Throughput goes up; per-token latency stays roughly the same. Time-to-first-token can suffer if the queue is deep and your request gets queued behind a long prefill, but most schedulers prioritize prefill of waiting requests over decode steps to keep TTFT low.

When is speculative decoding NOT worth it?

When draft acceptance rate is below ~40% — you pay for draft inference and reject most tokens. Also bad for very small targets (1B–3B) where the draft cost dominates. Best for 70B+ targets with a competent ~1B draft.

What's chunked prefill?

Splitting a long prefill into chunks of (say) 512 tokens, interleaved with decode steps for other requests. Prevents one long prompt from blocking all decode tokens behind it. vLLM and TRT-LLM both support this.

Why is fp8 the new standard for inference?

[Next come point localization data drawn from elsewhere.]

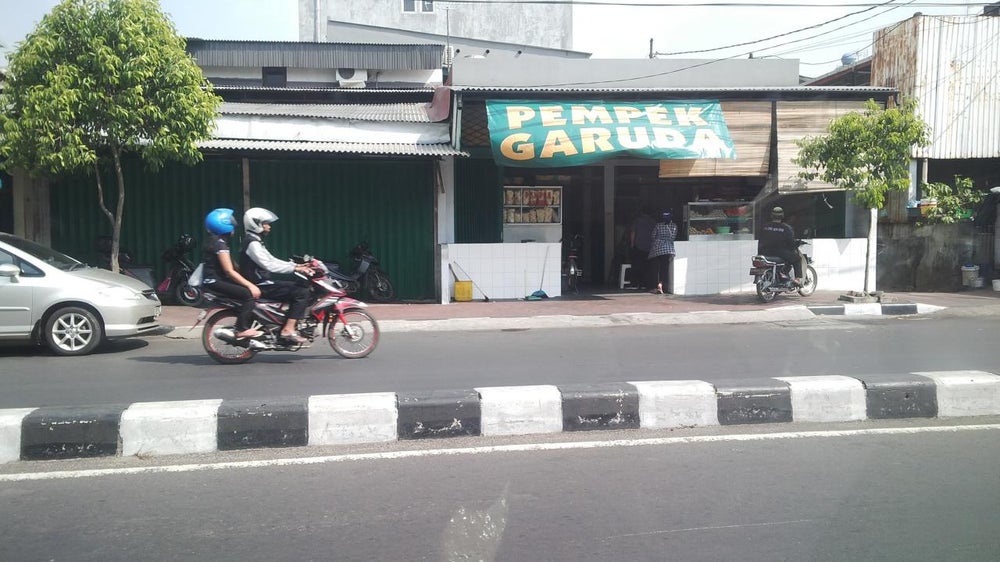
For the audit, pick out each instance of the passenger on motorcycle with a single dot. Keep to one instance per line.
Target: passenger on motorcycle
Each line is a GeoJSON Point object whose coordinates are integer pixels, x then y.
{"type": "Point", "coordinates": [220, 276]}
{"type": "Point", "coordinates": [258, 264]}
{"type": "Point", "coordinates": [778, 239]}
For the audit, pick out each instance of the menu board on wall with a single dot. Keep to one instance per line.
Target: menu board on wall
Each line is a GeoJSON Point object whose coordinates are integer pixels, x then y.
{"type": "Point", "coordinates": [532, 205]}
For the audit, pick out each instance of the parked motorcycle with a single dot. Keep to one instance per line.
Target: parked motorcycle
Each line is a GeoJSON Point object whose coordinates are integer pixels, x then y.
{"type": "Point", "coordinates": [574, 271]}
{"type": "Point", "coordinates": [351, 331]}
{"type": "Point", "coordinates": [772, 276]}
{"type": "Point", "coordinates": [367, 276]}
{"type": "Point", "coordinates": [174, 286]}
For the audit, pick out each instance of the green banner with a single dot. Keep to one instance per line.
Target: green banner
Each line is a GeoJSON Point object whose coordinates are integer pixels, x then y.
{"type": "Point", "coordinates": [541, 134]}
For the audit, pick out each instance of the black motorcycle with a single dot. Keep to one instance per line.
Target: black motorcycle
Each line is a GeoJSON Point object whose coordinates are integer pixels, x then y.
{"type": "Point", "coordinates": [772, 276]}
{"type": "Point", "coordinates": [366, 276]}
{"type": "Point", "coordinates": [174, 287]}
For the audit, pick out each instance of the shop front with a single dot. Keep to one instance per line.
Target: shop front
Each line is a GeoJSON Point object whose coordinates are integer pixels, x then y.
{"type": "Point", "coordinates": [719, 163]}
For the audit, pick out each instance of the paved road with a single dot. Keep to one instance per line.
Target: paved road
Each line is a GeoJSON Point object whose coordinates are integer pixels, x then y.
{"type": "Point", "coordinates": [927, 492]}
{"type": "Point", "coordinates": [170, 369]}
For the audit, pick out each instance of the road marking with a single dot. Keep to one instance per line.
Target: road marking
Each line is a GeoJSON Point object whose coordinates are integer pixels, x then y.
{"type": "Point", "coordinates": [527, 447]}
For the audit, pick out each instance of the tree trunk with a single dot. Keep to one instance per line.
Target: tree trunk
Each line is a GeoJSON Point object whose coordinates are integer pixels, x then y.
{"type": "Point", "coordinates": [870, 250]}
{"type": "Point", "coordinates": [119, 210]}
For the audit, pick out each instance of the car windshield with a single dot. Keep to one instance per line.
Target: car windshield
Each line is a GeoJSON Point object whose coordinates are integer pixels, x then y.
{"type": "Point", "coordinates": [48, 255]}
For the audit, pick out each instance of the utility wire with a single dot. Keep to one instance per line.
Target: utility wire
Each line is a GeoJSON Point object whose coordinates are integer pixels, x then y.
{"type": "Point", "coordinates": [784, 34]}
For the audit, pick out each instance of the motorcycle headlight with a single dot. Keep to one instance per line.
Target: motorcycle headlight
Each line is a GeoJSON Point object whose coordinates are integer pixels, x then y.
{"type": "Point", "coordinates": [119, 293]}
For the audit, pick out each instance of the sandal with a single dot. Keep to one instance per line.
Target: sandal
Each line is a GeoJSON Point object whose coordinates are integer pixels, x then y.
{"type": "Point", "coordinates": [294, 338]}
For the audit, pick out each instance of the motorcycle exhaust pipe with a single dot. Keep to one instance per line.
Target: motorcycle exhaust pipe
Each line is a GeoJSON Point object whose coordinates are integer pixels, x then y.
{"type": "Point", "coordinates": [227, 335]}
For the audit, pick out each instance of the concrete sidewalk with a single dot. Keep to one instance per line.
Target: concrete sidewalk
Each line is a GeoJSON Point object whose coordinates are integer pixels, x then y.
{"type": "Point", "coordinates": [631, 307]}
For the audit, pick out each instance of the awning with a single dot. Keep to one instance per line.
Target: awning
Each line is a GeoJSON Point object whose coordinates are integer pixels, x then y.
{"type": "Point", "coordinates": [546, 134]}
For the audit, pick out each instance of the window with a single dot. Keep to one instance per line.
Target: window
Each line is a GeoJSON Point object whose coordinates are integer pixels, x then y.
{"type": "Point", "coordinates": [275, 76]}
{"type": "Point", "coordinates": [426, 6]}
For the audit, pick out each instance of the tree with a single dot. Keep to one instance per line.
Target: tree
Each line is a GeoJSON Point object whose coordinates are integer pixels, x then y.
{"type": "Point", "coordinates": [99, 80]}
{"type": "Point", "coordinates": [868, 154]}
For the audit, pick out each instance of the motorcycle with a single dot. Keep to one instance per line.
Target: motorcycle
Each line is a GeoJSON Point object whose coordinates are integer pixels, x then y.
{"type": "Point", "coordinates": [367, 275]}
{"type": "Point", "coordinates": [351, 330]}
{"type": "Point", "coordinates": [574, 272]}
{"type": "Point", "coordinates": [772, 276]}
{"type": "Point", "coordinates": [174, 286]}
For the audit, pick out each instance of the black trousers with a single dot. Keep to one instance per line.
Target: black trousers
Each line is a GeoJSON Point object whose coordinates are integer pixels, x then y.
{"type": "Point", "coordinates": [294, 294]}
{"type": "Point", "coordinates": [230, 289]}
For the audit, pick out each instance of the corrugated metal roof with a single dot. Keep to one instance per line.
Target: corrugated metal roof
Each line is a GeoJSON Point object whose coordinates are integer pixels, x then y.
{"type": "Point", "coordinates": [398, 112]}
{"type": "Point", "coordinates": [258, 54]}
{"type": "Point", "coordinates": [395, 149]}
{"type": "Point", "coordinates": [762, 90]}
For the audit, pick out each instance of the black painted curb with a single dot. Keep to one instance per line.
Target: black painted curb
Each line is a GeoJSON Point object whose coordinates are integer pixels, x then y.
{"type": "Point", "coordinates": [53, 433]}
{"type": "Point", "coordinates": [886, 309]}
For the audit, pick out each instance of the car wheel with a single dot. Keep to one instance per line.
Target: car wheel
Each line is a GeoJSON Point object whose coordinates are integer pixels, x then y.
{"type": "Point", "coordinates": [73, 331]}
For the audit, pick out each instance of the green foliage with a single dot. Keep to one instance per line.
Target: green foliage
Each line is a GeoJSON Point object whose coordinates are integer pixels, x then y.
{"type": "Point", "coordinates": [954, 203]}
{"type": "Point", "coordinates": [866, 153]}
{"type": "Point", "coordinates": [98, 78]}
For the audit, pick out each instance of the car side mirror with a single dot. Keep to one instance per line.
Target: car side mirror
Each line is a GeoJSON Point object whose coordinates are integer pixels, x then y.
{"type": "Point", "coordinates": [10, 270]}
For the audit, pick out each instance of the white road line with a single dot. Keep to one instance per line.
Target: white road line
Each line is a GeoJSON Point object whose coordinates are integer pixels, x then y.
{"type": "Point", "coordinates": [528, 447]}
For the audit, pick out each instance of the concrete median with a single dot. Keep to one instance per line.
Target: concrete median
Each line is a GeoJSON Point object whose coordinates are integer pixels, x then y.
{"type": "Point", "coordinates": [201, 426]}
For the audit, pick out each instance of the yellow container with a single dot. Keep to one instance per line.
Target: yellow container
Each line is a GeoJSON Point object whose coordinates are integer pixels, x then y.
{"type": "Point", "coordinates": [463, 291]}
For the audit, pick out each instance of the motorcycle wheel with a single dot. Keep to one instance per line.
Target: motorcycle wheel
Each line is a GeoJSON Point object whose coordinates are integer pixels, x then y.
{"type": "Point", "coordinates": [220, 350]}
{"type": "Point", "coordinates": [809, 282]}
{"type": "Point", "coordinates": [379, 287]}
{"type": "Point", "coordinates": [188, 295]}
{"type": "Point", "coordinates": [357, 337]}
{"type": "Point", "coordinates": [763, 283]}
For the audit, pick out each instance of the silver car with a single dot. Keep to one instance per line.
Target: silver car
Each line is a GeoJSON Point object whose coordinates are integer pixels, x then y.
{"type": "Point", "coordinates": [50, 298]}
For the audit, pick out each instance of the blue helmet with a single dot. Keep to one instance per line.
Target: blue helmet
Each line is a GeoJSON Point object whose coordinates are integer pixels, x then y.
{"type": "Point", "coordinates": [220, 221]}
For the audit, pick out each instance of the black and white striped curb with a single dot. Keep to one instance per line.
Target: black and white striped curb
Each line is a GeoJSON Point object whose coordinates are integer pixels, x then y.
{"type": "Point", "coordinates": [204, 426]}
{"type": "Point", "coordinates": [875, 308]}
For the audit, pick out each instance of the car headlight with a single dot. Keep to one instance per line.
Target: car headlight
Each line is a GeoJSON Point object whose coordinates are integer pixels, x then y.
{"type": "Point", "coordinates": [119, 293]}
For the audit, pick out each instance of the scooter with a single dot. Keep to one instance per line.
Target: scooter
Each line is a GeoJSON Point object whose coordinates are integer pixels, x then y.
{"type": "Point", "coordinates": [772, 276]}
{"type": "Point", "coordinates": [174, 286]}
{"type": "Point", "coordinates": [574, 272]}
{"type": "Point", "coordinates": [349, 328]}
{"type": "Point", "coordinates": [366, 276]}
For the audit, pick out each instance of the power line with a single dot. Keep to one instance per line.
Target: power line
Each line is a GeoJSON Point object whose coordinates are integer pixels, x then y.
{"type": "Point", "coordinates": [784, 34]}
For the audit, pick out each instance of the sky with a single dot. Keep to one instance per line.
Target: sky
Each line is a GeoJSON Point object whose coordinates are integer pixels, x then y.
{"type": "Point", "coordinates": [622, 30]}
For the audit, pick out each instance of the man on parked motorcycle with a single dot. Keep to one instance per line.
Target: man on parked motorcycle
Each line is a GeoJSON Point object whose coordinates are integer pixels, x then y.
{"type": "Point", "coordinates": [778, 239]}
{"type": "Point", "coordinates": [258, 264]}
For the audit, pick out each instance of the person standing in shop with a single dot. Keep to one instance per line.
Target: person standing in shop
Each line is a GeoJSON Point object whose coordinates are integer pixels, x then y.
{"type": "Point", "coordinates": [661, 252]}
{"type": "Point", "coordinates": [640, 241]}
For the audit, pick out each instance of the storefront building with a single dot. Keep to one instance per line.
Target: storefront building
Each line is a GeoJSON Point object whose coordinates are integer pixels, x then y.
{"type": "Point", "coordinates": [550, 163]}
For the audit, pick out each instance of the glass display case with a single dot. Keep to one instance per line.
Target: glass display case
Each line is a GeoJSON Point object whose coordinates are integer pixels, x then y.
{"type": "Point", "coordinates": [719, 220]}
{"type": "Point", "coordinates": [532, 205]}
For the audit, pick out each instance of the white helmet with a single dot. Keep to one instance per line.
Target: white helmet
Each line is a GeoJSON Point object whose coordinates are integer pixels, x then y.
{"type": "Point", "coordinates": [254, 219]}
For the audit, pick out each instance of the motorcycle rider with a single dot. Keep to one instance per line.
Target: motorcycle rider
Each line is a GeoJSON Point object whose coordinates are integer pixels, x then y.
{"type": "Point", "coordinates": [220, 276]}
{"type": "Point", "coordinates": [778, 239]}
{"type": "Point", "coordinates": [258, 264]}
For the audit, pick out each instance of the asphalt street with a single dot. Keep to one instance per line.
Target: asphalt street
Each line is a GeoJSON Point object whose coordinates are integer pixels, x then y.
{"type": "Point", "coordinates": [164, 368]}
{"type": "Point", "coordinates": [915, 490]}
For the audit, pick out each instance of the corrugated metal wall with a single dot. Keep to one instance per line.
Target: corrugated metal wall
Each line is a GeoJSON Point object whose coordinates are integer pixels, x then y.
{"type": "Point", "coordinates": [326, 206]}
{"type": "Point", "coordinates": [389, 204]}
{"type": "Point", "coordinates": [158, 208]}
{"type": "Point", "coordinates": [950, 65]}
{"type": "Point", "coordinates": [478, 201]}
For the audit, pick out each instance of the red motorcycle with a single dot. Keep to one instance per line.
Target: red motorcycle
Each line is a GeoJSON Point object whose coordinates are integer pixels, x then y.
{"type": "Point", "coordinates": [351, 330]}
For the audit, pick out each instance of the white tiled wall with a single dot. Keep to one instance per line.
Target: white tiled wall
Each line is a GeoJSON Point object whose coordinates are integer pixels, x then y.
{"type": "Point", "coordinates": [514, 271]}
{"type": "Point", "coordinates": [503, 271]}
{"type": "Point", "coordinates": [722, 266]}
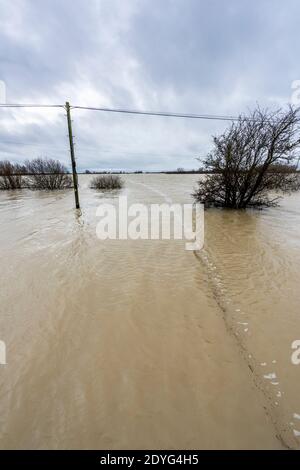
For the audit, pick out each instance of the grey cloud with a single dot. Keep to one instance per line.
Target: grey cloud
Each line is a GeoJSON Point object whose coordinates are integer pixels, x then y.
{"type": "Point", "coordinates": [183, 55]}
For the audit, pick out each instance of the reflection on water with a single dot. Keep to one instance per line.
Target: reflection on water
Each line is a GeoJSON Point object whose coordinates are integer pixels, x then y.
{"type": "Point", "coordinates": [141, 344]}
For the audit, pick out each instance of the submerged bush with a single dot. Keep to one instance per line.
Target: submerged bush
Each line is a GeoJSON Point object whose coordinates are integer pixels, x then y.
{"type": "Point", "coordinates": [47, 174]}
{"type": "Point", "coordinates": [11, 176]}
{"type": "Point", "coordinates": [253, 159]}
{"type": "Point", "coordinates": [106, 182]}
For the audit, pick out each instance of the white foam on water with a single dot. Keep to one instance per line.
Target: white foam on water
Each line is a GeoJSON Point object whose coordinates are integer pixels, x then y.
{"type": "Point", "coordinates": [270, 376]}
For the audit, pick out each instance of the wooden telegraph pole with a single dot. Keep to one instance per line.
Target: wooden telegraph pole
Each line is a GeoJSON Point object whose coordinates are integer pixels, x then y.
{"type": "Point", "coordinates": [75, 177]}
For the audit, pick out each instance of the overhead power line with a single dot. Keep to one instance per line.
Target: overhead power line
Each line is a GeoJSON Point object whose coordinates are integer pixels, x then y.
{"type": "Point", "coordinates": [160, 113]}
{"type": "Point", "coordinates": [32, 106]}
{"type": "Point", "coordinates": [128, 111]}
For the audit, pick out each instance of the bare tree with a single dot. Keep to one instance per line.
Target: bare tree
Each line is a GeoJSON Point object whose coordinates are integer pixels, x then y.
{"type": "Point", "coordinates": [11, 175]}
{"type": "Point", "coordinates": [255, 157]}
{"type": "Point", "coordinates": [47, 174]}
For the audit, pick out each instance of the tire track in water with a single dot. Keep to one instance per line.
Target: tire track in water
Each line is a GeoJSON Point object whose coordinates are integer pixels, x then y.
{"type": "Point", "coordinates": [224, 302]}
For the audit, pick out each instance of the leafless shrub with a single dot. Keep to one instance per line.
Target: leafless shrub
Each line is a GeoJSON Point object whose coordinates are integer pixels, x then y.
{"type": "Point", "coordinates": [107, 182]}
{"type": "Point", "coordinates": [11, 176]}
{"type": "Point", "coordinates": [253, 158]}
{"type": "Point", "coordinates": [47, 174]}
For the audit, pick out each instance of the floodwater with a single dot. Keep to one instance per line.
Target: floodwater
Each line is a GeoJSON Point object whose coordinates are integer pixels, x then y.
{"type": "Point", "coordinates": [124, 344]}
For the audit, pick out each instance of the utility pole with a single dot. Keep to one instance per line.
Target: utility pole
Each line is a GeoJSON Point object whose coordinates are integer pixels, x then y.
{"type": "Point", "coordinates": [75, 178]}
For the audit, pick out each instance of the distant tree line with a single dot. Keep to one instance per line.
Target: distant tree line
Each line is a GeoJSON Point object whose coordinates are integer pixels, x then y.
{"type": "Point", "coordinates": [39, 174]}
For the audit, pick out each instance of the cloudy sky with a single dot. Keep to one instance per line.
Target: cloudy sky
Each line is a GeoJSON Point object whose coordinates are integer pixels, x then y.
{"type": "Point", "coordinates": [189, 56]}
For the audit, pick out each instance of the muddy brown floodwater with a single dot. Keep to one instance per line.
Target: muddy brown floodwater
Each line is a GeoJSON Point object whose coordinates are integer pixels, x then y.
{"type": "Point", "coordinates": [141, 344]}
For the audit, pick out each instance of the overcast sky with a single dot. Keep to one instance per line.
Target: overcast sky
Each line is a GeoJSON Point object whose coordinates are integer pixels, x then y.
{"type": "Point", "coordinates": [190, 56]}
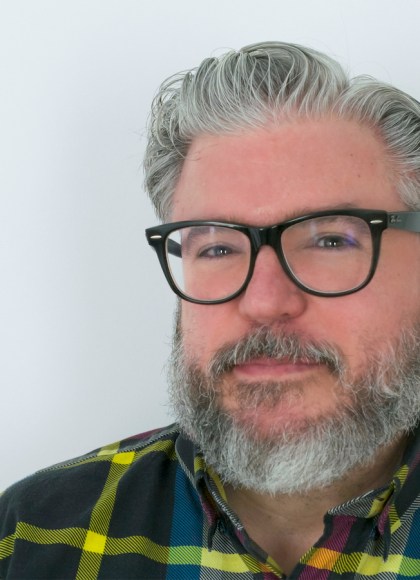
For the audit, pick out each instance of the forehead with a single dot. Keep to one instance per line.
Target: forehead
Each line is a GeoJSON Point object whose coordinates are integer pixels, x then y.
{"type": "Point", "coordinates": [267, 175]}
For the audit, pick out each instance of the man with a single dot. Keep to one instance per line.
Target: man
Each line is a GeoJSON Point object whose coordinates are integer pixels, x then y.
{"type": "Point", "coordinates": [289, 197]}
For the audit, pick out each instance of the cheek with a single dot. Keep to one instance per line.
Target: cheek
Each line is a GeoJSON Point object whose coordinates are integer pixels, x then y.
{"type": "Point", "coordinates": [205, 328]}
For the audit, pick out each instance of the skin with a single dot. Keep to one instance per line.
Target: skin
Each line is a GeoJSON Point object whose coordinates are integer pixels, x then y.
{"type": "Point", "coordinates": [264, 177]}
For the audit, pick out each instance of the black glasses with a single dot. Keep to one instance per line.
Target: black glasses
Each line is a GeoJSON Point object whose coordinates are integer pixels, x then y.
{"type": "Point", "coordinates": [328, 253]}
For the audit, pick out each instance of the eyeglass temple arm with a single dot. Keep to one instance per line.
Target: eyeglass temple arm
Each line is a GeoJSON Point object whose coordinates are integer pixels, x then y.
{"type": "Point", "coordinates": [405, 220]}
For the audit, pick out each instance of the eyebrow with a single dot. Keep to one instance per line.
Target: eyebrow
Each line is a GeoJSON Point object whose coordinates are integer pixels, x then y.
{"type": "Point", "coordinates": [293, 214]}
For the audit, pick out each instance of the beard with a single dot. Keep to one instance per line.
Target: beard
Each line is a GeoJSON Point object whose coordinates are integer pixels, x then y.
{"type": "Point", "coordinates": [373, 409]}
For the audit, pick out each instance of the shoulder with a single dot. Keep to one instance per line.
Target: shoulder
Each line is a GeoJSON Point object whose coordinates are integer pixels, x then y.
{"type": "Point", "coordinates": [67, 491]}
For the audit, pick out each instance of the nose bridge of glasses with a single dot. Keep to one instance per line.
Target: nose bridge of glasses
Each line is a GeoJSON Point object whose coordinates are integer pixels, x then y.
{"type": "Point", "coordinates": [266, 236]}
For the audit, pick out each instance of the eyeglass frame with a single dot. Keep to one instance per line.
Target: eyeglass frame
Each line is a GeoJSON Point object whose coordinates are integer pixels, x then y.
{"type": "Point", "coordinates": [377, 221]}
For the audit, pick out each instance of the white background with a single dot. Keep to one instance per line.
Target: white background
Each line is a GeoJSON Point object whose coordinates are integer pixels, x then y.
{"type": "Point", "coordinates": [85, 315]}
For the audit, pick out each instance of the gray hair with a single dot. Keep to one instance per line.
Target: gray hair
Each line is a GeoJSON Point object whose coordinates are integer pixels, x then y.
{"type": "Point", "coordinates": [265, 83]}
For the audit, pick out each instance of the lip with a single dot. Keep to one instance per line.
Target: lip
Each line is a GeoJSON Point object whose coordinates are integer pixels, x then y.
{"type": "Point", "coordinates": [271, 368]}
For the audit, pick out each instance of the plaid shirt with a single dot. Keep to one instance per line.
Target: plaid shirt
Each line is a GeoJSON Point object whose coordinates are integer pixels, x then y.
{"type": "Point", "coordinates": [149, 508]}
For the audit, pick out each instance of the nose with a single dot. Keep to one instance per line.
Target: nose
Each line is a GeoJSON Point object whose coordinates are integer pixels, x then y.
{"type": "Point", "coordinates": [270, 295]}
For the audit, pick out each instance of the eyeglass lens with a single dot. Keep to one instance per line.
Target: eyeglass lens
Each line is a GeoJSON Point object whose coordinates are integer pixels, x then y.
{"type": "Point", "coordinates": [328, 254]}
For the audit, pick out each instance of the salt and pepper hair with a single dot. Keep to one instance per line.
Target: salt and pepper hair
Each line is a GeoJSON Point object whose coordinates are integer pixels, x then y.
{"type": "Point", "coordinates": [265, 83]}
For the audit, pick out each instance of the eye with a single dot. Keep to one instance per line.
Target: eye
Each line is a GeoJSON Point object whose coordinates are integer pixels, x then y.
{"type": "Point", "coordinates": [215, 252]}
{"type": "Point", "coordinates": [335, 242]}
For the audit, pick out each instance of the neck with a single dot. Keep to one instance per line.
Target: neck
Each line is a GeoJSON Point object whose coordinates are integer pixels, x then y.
{"type": "Point", "coordinates": [287, 526]}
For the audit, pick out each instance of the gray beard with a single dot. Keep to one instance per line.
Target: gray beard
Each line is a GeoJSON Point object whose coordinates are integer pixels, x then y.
{"type": "Point", "coordinates": [381, 404]}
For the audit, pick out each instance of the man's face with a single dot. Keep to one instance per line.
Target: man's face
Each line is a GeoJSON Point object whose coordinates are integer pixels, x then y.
{"type": "Point", "coordinates": [265, 177]}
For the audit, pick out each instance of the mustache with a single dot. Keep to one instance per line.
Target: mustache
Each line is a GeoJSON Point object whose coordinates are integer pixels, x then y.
{"type": "Point", "coordinates": [277, 346]}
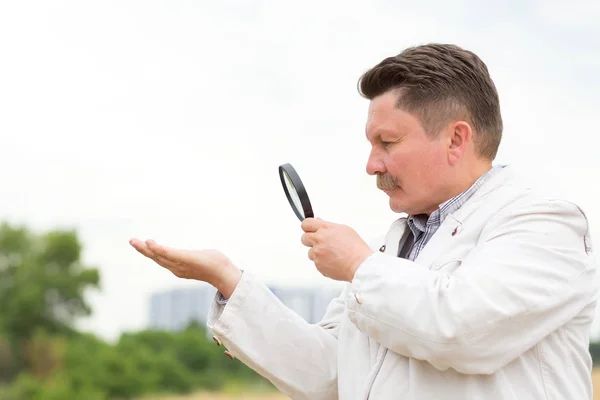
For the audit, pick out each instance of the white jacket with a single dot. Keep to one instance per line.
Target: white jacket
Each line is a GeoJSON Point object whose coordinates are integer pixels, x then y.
{"type": "Point", "coordinates": [498, 305]}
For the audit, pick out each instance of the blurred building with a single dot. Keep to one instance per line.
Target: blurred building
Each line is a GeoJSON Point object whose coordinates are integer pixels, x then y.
{"type": "Point", "coordinates": [174, 309]}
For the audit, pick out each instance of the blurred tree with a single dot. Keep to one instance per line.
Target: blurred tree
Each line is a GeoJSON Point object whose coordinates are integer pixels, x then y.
{"type": "Point", "coordinates": [42, 284]}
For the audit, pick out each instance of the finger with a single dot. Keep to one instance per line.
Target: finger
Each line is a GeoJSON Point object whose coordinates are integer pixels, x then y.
{"type": "Point", "coordinates": [309, 239]}
{"type": "Point", "coordinates": [144, 249]}
{"type": "Point", "coordinates": [311, 224]}
{"type": "Point", "coordinates": [177, 256]}
{"type": "Point", "coordinates": [141, 247]}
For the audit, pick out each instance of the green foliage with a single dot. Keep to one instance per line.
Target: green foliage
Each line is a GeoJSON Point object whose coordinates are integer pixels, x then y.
{"type": "Point", "coordinates": [42, 282]}
{"type": "Point", "coordinates": [42, 286]}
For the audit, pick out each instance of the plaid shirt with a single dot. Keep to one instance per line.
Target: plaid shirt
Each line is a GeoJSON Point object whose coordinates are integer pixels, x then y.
{"type": "Point", "coordinates": [423, 227]}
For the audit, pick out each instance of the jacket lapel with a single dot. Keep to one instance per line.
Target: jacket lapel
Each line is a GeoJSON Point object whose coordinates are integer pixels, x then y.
{"type": "Point", "coordinates": [449, 232]}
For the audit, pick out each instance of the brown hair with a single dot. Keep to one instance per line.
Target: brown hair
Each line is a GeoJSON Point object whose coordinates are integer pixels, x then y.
{"type": "Point", "coordinates": [440, 82]}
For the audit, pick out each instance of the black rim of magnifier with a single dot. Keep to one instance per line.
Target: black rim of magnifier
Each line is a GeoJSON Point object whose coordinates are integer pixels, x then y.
{"type": "Point", "coordinates": [300, 190]}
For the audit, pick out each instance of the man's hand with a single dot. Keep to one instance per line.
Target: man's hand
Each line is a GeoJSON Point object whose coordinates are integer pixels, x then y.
{"type": "Point", "coordinates": [209, 266]}
{"type": "Point", "coordinates": [337, 250]}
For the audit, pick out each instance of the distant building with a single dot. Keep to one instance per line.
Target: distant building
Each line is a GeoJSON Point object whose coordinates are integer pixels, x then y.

H100 has 2× the fp8 TFLOPs vs fp16, plus half the memory bandwidth requirement. Combined with per-tensor scaling factors, accuracy loss vs fp16 is usually under 1%. TensorRT-LLM, vLLM, and SGLang all support fp8 weights+activations natively now.

How do I tune for cost vs latency?

Throughput-optimized (cost): max batch size, large block sizes, allow more queueing. Latency-optimized (TTFT): smaller batches, prefix cache aggressively, speculative decoding on. Most production stacks let you pick a profile per replica.